Kamal Acharya

Ph.D. Candidate at UMBC, AI Researcher

Time Series Forecasting for Advanced Air Mobility: Best Practices

Introduction

A comprehensive guide to building robust time series forecasting models specifically for air mobility data. Drawing from my experience with Tennessee AAM data, I share techniques, common pitfalls, and validation strategies that have proven effective in practice.

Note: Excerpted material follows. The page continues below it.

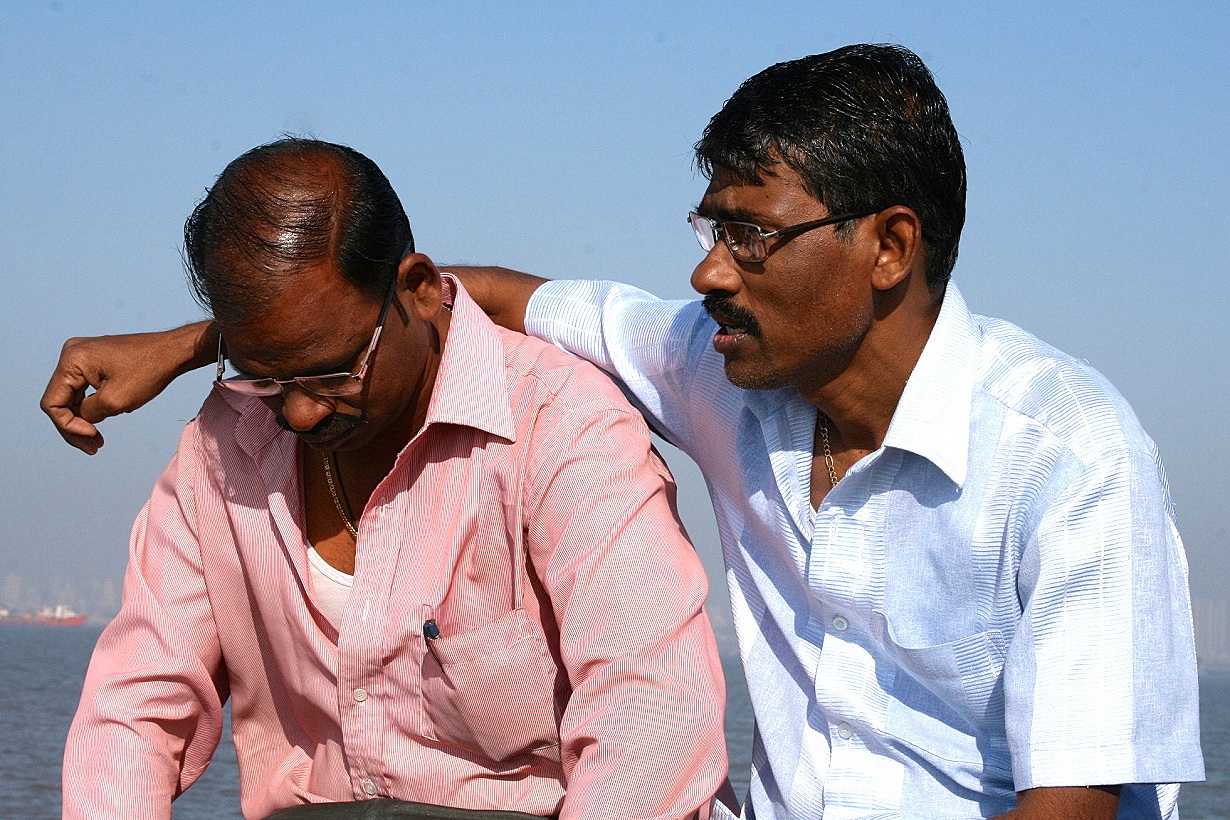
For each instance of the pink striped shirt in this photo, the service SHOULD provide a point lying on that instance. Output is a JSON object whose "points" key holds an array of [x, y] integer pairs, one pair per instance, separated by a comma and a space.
{"points": [[575, 673]]}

Time series forecasting is critical for advanced air mobility operations. Accurate demand predictions enable better resource allocation, reduce operational costs, and improve service reliability.

Data Preprocessing for Temporal Data

Lorem ipsum dolor sit amet, consectetur adipiscing elit. Sed do eiusmod tempor incididunt ut labore et dolore magna aliqua. Ut enim ad minim veniam, quis nostrud exercitation ullamco laboris nisi ut aliquip ex ea commodo consequat.

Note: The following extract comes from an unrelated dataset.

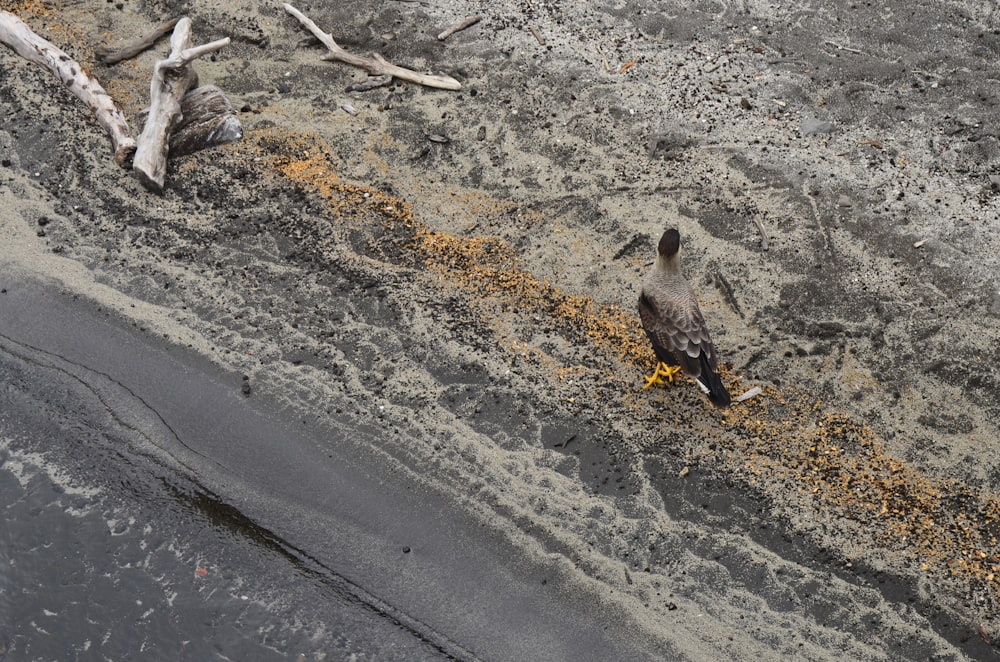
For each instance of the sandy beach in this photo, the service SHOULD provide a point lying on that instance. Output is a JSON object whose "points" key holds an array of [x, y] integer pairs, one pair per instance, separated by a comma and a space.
{"points": [[382, 355]]}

Key considerations when working with temporal data:

Handling Missing Values

Missing data is inevitable in real-world applications. Options include:

  • Forward filling (carry last value forward)
  • Interpolation (linear or spline)
  • Model-based imputation
  • Domain-specific approaches

For air mobility data, interpolation often works well for short gaps, while longer gaps may require domain knowledge.

Dealing with Seasonality

Air mobility demand exhibits multiple seasonal patterns:

  • Hourly: Rush hours vs. off-peak
  • Daily: Weekday vs. weekend
  • Weekly: Business travel patterns
  • Seasonal: Weather and holiday effects

Managing Trend Components

Trends in air mobility can be driven by:

  • Gradual growth or decline
  • Policy changes
  • Infrastructure development
  • Economic factors

Accounting for External Factors

External variables can significantly impact demand:

  • Weather conditions
  • Special events
  • Holidays and vacation periods
  • Fuel prices
  • Regulatory changes

Feature Engineering Techniques

Duis aute irure dolor in reprehenderit in voluptate velit esse cillum dolore eu fugiat nulla pariatur. Excepteur sint occaecat cupidatat non proident, sunt in culpa qui officia deserunt mollit anim id est laborum.

Effective features for time series include:

Lagged Values

Use previous values as features (t-1, t-7, t-30, etc.). The lag values selected depend on your domain knowledge and data characteristics.

# Example: Create lagged features
for lag in [1, 7, 30]:
    df[f'demand_lag_{lag}'] = df['demand'].shift(lag)

Rolling Statistics

Compute statistics over rolling windows to capture trends and volatility:

  • Rolling mean (smoothing)
  • Rolling standard deviation (volatility)
  • Rolling min/max (extremes)

Seasonal Indicators

Create binary features for seasonal patterns:

  • Hour of day
  • Day of week
  • Month of year
  • Is holiday?
  • Is weekend?

Domain-Specific Features

For air mobility specifically:

  • Number of active vertiports
  • Fuel availability
  • Weather severity index
  • Event proximity
  • Network density

Model Selection Strategies

Lorem ipsum dolor sit amet, consectetur adipiscing elit. Several approaches can be employed:

Classical Methods

ARIMA (AutoRegressive Integrated Moving Average)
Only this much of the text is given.